Une offensive avec des drones et des missiles russes fait au moins cinq morts à Kiev
Au moins cinq personnes sont mortes aux premières heures de ce vendredi à Kiev, la capitale de l'Ukraine, une nouvelle fois le centre des attaques menées par la Russie ces dernières heures dans différentes régions du pays. Depuis près de huit heures, le ciel a été le théâtre de l'arrivée de près d'un demi-millier de drones et de près d'une vingtaine de missiles de différents types lancés par les troupes du Kremlin que les défenses anti-aériennes locales ont tenté d'intercepter. L'objectif cette fois-ci dans la principale ville du pays était une trentaine d'immeubles résidentiels dans différents quartiers. Les actions des secours continuent de se dérouler avec l'arrivée du jour.
Dans un premier bilan, le maire de la capitale, Vitali Klitschko, a évoqué trois morts et une trentaine de blessés, dont au moins deux enfants et une femme enceinte. Mais au final, il y a eu au moins cinq morts. Le président ukrainien Volodymyr Zelensky a qualifié l’opération russe d’« attaque cruelle ».
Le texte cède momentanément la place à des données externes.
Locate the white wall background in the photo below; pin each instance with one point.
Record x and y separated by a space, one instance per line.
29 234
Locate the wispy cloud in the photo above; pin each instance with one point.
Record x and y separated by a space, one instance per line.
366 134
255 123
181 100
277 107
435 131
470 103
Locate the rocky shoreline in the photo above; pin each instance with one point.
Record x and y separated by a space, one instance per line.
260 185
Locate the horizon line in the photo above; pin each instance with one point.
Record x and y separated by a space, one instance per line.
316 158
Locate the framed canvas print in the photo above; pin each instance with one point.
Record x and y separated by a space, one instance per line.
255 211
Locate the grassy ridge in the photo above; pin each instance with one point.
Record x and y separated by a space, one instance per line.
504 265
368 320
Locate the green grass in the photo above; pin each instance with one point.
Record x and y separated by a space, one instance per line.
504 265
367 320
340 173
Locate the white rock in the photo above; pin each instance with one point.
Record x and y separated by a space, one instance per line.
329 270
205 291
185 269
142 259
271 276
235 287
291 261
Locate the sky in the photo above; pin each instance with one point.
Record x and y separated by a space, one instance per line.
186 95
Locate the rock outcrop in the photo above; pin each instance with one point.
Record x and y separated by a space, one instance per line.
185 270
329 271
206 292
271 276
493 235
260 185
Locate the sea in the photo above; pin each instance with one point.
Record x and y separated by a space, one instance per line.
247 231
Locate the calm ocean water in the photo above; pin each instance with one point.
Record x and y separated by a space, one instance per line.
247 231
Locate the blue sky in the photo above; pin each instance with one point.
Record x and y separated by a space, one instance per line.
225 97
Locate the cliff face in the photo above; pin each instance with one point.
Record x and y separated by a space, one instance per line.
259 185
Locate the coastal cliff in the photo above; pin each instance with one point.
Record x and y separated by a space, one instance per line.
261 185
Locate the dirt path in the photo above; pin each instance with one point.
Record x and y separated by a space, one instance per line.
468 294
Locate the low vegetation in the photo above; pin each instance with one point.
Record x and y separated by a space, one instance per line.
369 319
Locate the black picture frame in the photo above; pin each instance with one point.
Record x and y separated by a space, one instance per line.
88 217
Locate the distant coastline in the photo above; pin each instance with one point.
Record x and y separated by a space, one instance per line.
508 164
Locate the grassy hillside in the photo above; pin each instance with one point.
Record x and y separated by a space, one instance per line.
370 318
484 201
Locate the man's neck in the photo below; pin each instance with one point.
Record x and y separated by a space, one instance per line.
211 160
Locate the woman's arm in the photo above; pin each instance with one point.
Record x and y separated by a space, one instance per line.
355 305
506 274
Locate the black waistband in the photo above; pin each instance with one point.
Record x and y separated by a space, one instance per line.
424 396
« Il s'agit d'une attaque délibérément calculée dans le but de causer un maximum de dégâts à la population et aux infrastructures civiles. Rien qu'à Kiev, des dizaines d'immeubles d'habitation ont été endommagés », a dénoncé le président sur ses réseaux sociaux, où il a fait état de dégâts au siège de l'ambassade d'Azerbaïdjan dus aux éclats d'un missile Iskander.
Outre Kiev, les attaques ont touché les régions de Kharkiv, Odessa et Sumi. « Nous travaillons intensivement avec nos partenaires pour renforcer notre défense aérienne, mais cela ne suffit pas », a ajouté Zelensky, tout en mettant en garde contre la capacité de ses forces armées à lancer une réponse « à longue portée ».
« Nous avons besoin de renforts avec des systèmes supplémentaires et des missiles intercepteurs. L'Europe et les Etats-Unis peuvent aider », a-t-il affirmé au milieu de la polémique sur la demande insistante, accompagnée de refus, de puissants missiles Tomahawk à Washington. Mais le président américain Donald Trump s’est montré réticent face à l’escalade que cela pourrait entraîner dans le conflit.
L'attaque a débuté peu après minuit avec la capitale ukrainienne dans l'obscurité en raison des coupures d'électricité imposées par l'offensive russe sur les infrastructures énergétiques à l'aube du quatrième hiver depuis que Moscou a lancé l'invasion à grande échelle en février 2022.
Il s’agit d’une stratégie déjà mise en œuvre les années précédentes et qui, cette fois-ci, trouve une réponse de la part de l’Ukraine, qui bombarde à son tour des points d’approvisionnement critiques dans le pays voisin, dans une sorte de réciprocité qui fait des civils les principales victimes. « La Russie peut encore vendre du pétrole et réaliser ses projets. Tout cela doit cesser », a déploré Zelensky dans son message.